Dopo il trionfo con il Bayern, Mourinho decise di non tornare a Milano con la squadra: “Perché se fossi tornato, con la squadra intorno e i tifosi che avrebbero cantato «José resta con noi», forse non sarei più andato via. Io non avevo già firmato con il Real prima della finale: chi ha detto che qualcuno del Real venne nel nostro hotel prima della finale disse una cazzata. Prima della finale successe solo che scoprii lo scatolone con le maglie celebrative e scappai per non vederle. Io volevo andare al Real: mi voleva già l’anno prima, andai a casa di Moratti a dirglielo e lui mi fermò, «Non andare”». Al Real avevo già detto no quando ero al Chelsea, al Real non puoi dire no tre volte. Oggi forse potrei stare 4-5-6 anni nello stesso club, ma allora volevo essere il primo – e sono ancora l’unico, fra gli allenatori – ad aver vinto il titolo nazionale in Inghilterra, Italia e Spagna. Allora mi dissi: «Sto qui due giorni, firmo il contratto e vado a Milano quando non posso più tornare indietro»”.
Lo Special One ha svelato quando disse a Moratti che avrebbe lasciato l’Inter.
“Avevo deciso dopo la seconda semifinale con il Barcellona, perché sapevo che avrei vinto la Champions. Moratti l’avevo preparato: senza bisogno di parole, la temperatura del nostro abbraccio in campo gli fece capire cosa volevo. Mi disse: «Dopo questo, hai il diritto di andare». Era il diritto di fare quello che volevo, non di essere felice: e infatti sono stato più felice a Milano che a Madrid”.

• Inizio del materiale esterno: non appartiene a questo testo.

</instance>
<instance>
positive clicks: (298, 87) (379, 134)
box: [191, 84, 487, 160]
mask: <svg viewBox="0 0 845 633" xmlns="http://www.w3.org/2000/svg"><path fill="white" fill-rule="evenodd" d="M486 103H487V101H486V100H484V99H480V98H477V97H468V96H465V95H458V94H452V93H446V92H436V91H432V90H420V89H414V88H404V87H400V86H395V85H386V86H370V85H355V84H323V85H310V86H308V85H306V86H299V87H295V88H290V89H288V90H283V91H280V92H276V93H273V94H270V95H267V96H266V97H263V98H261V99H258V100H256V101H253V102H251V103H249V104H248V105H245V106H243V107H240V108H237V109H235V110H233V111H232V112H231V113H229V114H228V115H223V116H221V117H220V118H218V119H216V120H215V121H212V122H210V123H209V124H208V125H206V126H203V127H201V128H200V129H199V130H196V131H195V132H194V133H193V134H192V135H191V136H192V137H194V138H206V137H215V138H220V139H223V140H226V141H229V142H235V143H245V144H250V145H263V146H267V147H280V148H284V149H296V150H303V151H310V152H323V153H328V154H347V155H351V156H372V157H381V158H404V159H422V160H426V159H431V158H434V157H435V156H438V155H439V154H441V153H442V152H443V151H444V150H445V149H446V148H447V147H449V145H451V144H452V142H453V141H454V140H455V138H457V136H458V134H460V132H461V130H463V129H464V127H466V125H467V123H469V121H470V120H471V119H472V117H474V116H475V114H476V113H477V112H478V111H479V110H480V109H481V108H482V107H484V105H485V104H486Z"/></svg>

L’ultima immagine del Mourinho interista è quella nella quale lo si vede abbracciato ad un Materazzi in lacrime: “Marco era il simbolo della tristezza di tutti noi, e di quello che deve essere un giocatore di squadra. Quando la squadra aveva bisogno di lui – Chelsea, Roma, Siena – lui era lì. Io sono cattolico e credo a queste cose: forse è stato Dio a metterlo lì contro quel muro, come ultimo giocatore che ho visto: con lui, abbracciavo tutti i miei giocatori. E dico una cosa: mi fa molto strano che oggi uno come lui – da allenatore, direttore, magazziniere, autista, non so – non sia all’Inter”.